И вместо трупов человечьих и человечьей крови, которых раньше никогда не учитывал, не считал, не привык учитывать, считать, — теперь трупы коровьи, свиные, бараньи, куриные, утиные, гусиные, индюшачие, которые нужно было считать, взвешивать, хранить, теперь кровь коровья, баранья, свиная, которую нужно учитывать, беречь, собирать по каплям, по горсточкам. (Из нее ведь делали колбасу для советских служащих.)

Никакой логической неувязки нет в том, что Она — Революция — не считает трупы человечьи и считает, ведет точный учет трупам скотским, птичьим. Люди убиваются Ею во имя счастья миллионов, враждебные миллионам. Не все ли равно, сколько их?

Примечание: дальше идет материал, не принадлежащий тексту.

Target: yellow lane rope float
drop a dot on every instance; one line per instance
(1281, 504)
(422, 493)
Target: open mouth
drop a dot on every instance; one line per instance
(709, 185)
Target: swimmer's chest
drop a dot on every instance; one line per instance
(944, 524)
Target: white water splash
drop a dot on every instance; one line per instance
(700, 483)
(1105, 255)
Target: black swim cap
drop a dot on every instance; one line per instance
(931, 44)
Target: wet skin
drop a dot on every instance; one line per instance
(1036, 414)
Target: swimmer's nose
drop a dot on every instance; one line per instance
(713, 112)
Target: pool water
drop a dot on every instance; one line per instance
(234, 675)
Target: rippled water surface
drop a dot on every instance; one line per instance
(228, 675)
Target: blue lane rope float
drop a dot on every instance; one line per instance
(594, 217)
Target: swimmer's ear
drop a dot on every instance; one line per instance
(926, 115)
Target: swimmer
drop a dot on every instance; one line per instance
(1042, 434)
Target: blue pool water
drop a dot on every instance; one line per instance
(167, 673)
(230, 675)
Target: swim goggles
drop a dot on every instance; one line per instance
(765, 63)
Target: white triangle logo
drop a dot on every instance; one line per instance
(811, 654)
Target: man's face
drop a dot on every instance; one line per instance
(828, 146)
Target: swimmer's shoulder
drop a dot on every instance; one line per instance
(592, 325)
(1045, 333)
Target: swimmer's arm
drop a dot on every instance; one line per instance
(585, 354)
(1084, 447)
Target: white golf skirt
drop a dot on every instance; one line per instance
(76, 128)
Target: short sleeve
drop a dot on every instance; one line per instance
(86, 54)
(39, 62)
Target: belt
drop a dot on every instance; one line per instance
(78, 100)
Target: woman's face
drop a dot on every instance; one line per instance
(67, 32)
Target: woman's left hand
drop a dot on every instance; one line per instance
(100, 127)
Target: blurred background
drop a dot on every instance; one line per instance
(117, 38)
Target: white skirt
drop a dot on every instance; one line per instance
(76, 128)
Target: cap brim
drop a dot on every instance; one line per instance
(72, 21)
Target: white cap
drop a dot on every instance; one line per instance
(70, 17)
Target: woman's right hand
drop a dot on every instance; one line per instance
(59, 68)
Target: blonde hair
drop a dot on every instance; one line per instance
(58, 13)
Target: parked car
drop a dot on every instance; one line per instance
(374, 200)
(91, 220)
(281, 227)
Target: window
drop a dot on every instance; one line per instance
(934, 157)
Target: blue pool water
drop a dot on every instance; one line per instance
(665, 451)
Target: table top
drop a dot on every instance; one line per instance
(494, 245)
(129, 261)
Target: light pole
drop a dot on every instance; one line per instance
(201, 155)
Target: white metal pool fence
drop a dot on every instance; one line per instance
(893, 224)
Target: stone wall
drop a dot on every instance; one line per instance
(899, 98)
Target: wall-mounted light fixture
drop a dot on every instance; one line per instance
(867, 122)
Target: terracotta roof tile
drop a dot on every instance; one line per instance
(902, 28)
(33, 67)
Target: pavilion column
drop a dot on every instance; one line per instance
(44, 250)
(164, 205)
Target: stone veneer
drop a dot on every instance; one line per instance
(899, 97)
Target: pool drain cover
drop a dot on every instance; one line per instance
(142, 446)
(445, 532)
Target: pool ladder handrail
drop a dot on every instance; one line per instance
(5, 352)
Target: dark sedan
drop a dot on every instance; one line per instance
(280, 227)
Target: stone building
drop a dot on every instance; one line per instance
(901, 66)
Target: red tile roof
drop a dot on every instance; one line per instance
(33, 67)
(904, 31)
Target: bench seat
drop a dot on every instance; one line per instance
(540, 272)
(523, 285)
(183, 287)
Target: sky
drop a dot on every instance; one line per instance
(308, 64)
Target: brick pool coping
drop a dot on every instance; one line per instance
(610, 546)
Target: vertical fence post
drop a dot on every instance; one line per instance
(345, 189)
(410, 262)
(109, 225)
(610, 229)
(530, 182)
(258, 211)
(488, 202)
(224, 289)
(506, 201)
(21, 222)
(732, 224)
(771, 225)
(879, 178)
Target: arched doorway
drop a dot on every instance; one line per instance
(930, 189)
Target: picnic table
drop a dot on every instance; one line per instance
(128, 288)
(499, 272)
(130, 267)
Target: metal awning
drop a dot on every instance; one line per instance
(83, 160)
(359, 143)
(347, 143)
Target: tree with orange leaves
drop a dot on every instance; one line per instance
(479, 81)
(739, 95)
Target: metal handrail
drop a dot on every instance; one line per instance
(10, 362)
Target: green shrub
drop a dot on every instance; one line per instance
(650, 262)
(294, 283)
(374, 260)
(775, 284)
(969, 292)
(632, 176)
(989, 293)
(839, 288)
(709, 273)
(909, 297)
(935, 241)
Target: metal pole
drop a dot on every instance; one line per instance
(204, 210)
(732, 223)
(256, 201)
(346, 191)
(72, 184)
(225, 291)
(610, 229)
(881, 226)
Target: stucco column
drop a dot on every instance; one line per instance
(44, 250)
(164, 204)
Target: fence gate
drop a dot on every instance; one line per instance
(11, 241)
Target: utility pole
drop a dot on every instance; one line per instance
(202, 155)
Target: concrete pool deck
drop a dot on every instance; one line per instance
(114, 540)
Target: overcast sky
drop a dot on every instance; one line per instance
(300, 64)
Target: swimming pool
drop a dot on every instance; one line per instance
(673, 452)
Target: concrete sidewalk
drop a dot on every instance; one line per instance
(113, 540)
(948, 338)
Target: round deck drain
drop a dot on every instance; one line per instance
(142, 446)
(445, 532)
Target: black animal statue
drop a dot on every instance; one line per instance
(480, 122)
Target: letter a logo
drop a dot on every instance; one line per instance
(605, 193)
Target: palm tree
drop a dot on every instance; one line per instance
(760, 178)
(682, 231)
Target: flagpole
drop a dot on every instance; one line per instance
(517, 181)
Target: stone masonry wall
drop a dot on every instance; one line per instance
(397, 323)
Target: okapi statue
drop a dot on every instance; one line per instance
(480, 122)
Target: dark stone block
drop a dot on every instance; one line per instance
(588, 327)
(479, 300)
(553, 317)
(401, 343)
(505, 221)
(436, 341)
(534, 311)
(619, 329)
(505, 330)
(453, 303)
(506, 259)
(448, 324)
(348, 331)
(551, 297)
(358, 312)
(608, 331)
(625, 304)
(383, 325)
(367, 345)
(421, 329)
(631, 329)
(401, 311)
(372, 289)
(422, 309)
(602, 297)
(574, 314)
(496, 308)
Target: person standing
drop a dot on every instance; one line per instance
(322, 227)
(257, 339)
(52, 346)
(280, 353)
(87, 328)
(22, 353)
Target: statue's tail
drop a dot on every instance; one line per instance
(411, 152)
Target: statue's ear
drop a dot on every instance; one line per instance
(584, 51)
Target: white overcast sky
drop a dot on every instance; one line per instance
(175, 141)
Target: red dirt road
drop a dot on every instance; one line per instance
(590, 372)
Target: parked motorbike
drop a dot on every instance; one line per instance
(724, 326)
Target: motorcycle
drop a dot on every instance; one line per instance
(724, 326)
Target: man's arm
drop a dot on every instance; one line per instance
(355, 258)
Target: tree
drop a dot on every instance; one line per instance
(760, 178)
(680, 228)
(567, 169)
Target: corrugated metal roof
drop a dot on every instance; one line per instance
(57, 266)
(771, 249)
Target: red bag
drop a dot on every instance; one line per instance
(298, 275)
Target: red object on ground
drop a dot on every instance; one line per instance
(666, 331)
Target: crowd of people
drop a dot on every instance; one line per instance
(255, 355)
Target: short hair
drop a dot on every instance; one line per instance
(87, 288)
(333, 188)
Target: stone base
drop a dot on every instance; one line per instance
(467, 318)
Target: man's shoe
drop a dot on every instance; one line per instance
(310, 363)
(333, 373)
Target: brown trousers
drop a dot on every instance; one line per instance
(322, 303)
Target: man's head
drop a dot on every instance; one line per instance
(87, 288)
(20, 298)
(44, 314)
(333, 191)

Во всяком случае, ничтожнейшее меньшинство по сравнению с теми, именем которых и ради которых они убиваются. Революция обусловливает необходимость массовых убийств людей людьми. И Революция же в свою эпоху, как ни в какую иную, требует строжайшего учета трупам скотским, птичьим, хлебным зернам — ведь они служат делу сохранения жизни миллионов, миллионов Ее творцов и хозяев.

Революция…

По всему уезду скрипели полозья тысяч саней. Тысячи саней бесконечно-длинными, дымящимися, черными змеями ползли к городу (дымящимися потому, что от лошадей шел густой пар, пар как дым). В амбары, подвалы, ссыпные пункты Упродкома с глухим шумом ссыпались, складывались тысячи тысяч пудов хлеба, мяса, картофеля, конопли, льна, соломы, сена, тысячи тысяч шкур, шкурок, кож. Из складов, из магазинов Упродкома по бесчисленным ордерам, нарядам отпускались тысячи тюков мануфактуры, тысячи пудов керосину, соли, миллионы коробков спичек, железо, мыло. И черные, длинные, дымящиеся змеи обозов, свившихся, скрутившихся в городе в тугой темный клубок, со скрипом тысяч саней, с ржанием тысяч лошадей раскручивались, расползались во все стороны огромных заснеженных, засеребренных, сверкающих полей уезда, по территории равного целой Франции.